Fame has always been a fleeting, but ultimately enticing goal that supersedes even basic emotions. In the world of “Toby Dammit”, the highest acclaims have long since left its protagonist on the verge of total collapse. Propelling him through the dark demise is the innocence of tainted youth and the fearlessness of mechanisms. It is a constant balancing act between false ideals and materialistic goals which present unenviable solutions. The golden chariot that carries him through the nightmare, a Ferrari Fantuzzi, is an icon leading the way as he revs ever closer to a certain demise. This vivid beast of a machine is stylish to a fault and embodies a materialism that can only be encountered by those rich enough to get behind the wheel. In this Fellini envisioned delusion, there is no more symbolic gesture than the car’s use as a token of success among the excesses. The real world, just as it is in Dammit’s Italian version of the universe, promotes indulgences to the masses over truly important goals.

Those who have fame need more, those who want it will do anything to have it. There is a resonance that only true power, wealth, and fame can fill the voids that make up any human. The logic alone creates a never-ending cycle of wanting more, even when it takes someone to extremity. Like Dammit’s dilemma, a force leads people to their own breaks in the road. Only the driver can make the choice to go forward into their own abyss or turn around for an uncertain universe that awaits them. It was the ultimate ’60s game with a decadent punishment that no-one could afford.

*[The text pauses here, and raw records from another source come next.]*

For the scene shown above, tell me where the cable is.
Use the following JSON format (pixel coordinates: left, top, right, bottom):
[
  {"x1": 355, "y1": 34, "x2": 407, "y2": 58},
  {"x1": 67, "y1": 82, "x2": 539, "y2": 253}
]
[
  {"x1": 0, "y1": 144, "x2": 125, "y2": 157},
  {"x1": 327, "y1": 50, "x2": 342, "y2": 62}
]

Tales told through the ages connect and define human conditions into one complex form. When it came to 1968’s brand of horror, those varied stories came closer to the truths than many could face. In Spirits of the Dead, viewers failed to find a refuge as they encountered the harsh realities which fiction hides so well. Whether kept at bay or fully functioning, the film was a cautious embrace of the unspoken monsters that ensconce themselves among flesh and bones.